# Solving ODE with Heaviside Step and Delta function

1. Oct 30, 2012

### dominic.tsy

1. The problem statement, all variables and given/known data

Find the solution of the equation:

α(dy/dt) + y = f(t)

for the following conditions:
(a) when f(t) = H(t) where H(t) is the Heaviside step function
(b) when f(t) = δ(t) where δ(t) is the delta function
(c) when f(t) = β^(-1)e^(t/β)H(t) with β<α

2. Relevant equations

3. The attempt at a solution

1.
α(dy/dt) + y = f(t)
2.
(dy/dt) + (1/α)y = (1/α)f(t)
3.
finding the integrating factor
μ(t) = e^(∫(1/α)dt) = e^(t/α)
4.
[e^(t/α)](dy/dt) + (1/α)[e^(t/α)]y = (1/α)[e^(t/α)]f(t)
5.
d/dt{[e^(t/α)]y}=[(e^(t/α))/α]f(t)
6.
∫d/dt{[e^(t/α)]y}dt=∫[(e^(t/α))/α]f(t)dt
7.
[e^(t/α)]y = ......

then i dont know how to continue

Do you know what those functions are?

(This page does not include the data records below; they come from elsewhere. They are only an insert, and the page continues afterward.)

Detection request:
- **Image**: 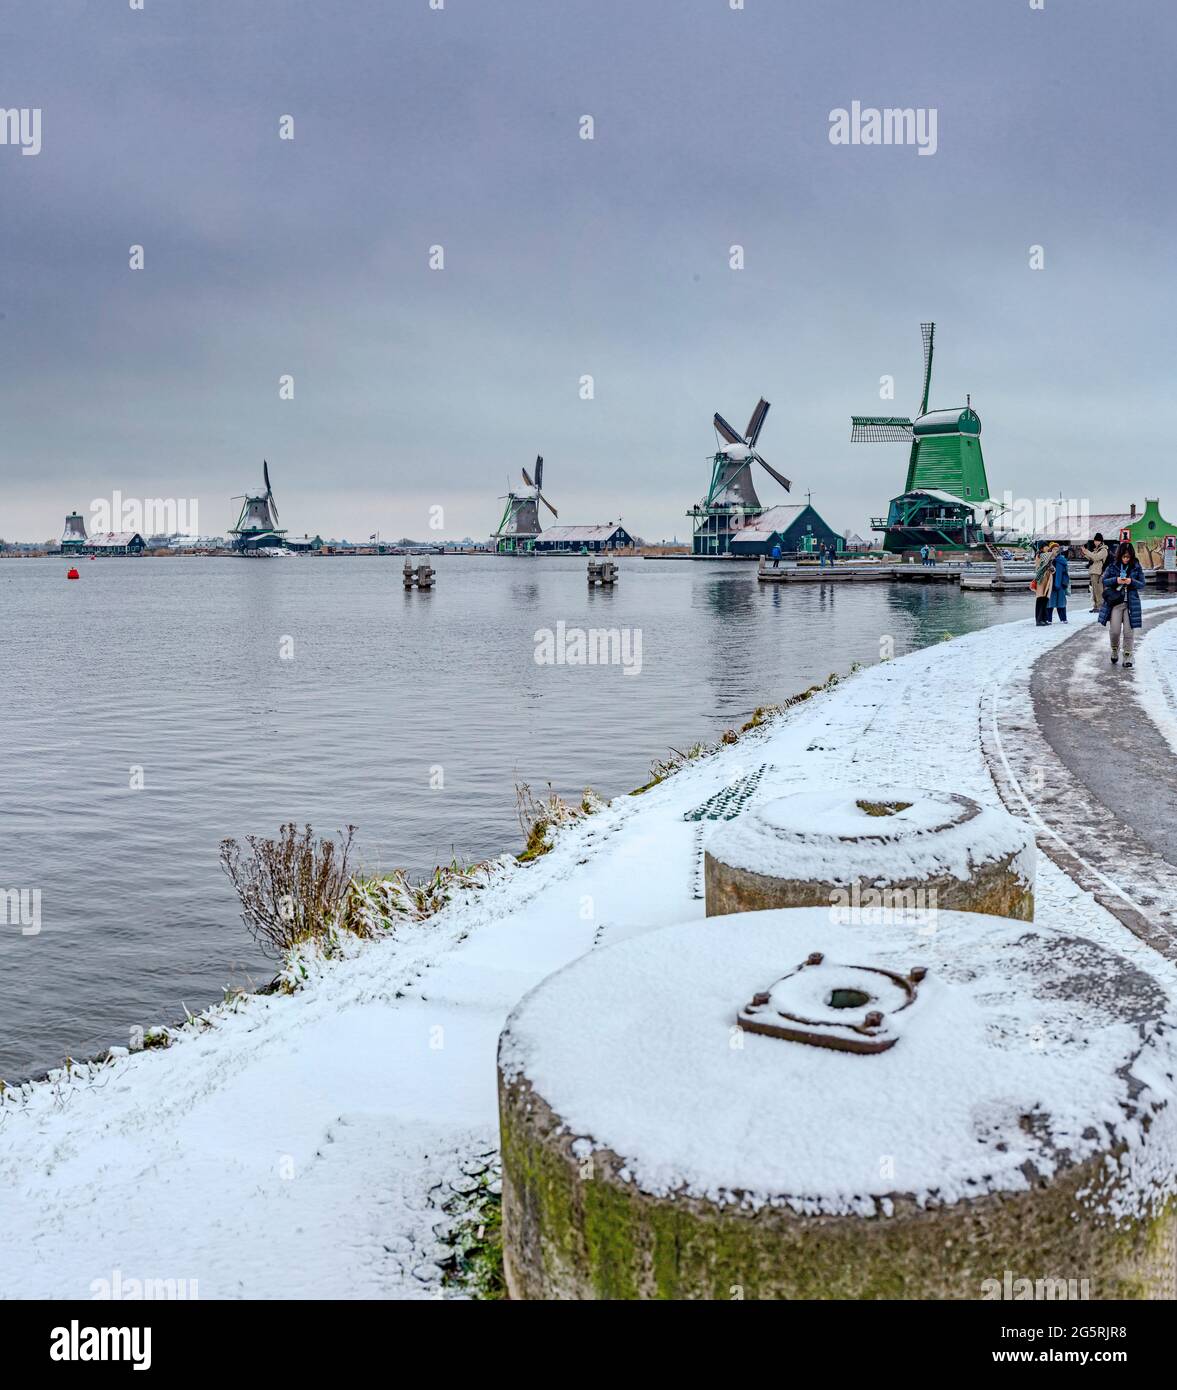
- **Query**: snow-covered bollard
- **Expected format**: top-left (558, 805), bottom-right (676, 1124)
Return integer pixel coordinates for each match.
top-left (704, 788), bottom-right (1034, 921)
top-left (498, 908), bottom-right (1177, 1300)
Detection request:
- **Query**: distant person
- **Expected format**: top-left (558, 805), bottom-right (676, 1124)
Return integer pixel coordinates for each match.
top-left (771, 541), bottom-right (781, 569)
top-left (927, 547), bottom-right (936, 568)
top-left (1045, 543), bottom-right (1070, 623)
top-left (818, 543), bottom-right (827, 568)
top-left (1080, 532), bottom-right (1108, 612)
top-left (1032, 542), bottom-right (1056, 625)
top-left (1099, 540), bottom-right (1145, 667)
top-left (919, 543), bottom-right (929, 567)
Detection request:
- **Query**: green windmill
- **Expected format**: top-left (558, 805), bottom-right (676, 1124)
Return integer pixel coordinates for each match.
top-left (851, 322), bottom-right (991, 554)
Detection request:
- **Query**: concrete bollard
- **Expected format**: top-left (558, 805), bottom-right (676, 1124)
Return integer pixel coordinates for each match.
top-left (498, 908), bottom-right (1177, 1300)
top-left (587, 559), bottom-right (618, 586)
top-left (704, 788), bottom-right (1034, 921)
top-left (403, 560), bottom-right (435, 590)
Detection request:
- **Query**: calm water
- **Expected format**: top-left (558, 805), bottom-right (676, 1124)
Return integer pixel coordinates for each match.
top-left (0, 555), bottom-right (1023, 1078)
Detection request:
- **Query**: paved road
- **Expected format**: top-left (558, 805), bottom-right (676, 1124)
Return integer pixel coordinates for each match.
top-left (985, 607), bottom-right (1177, 957)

The 'Heaviside step function' is 0 if x< 0, 1 if $x\ge 0$. So $\int H(x)e^{-t/a} dx= 0$ if x is negative and $\int e^{-t/a} dt$ if x is positive.
The 'delta function' (strictly speaking not a function but a 'generalized function' or 'distribution') has the property that for any function, f(x), $\int f(x)\delta(x)dx= f(0)$.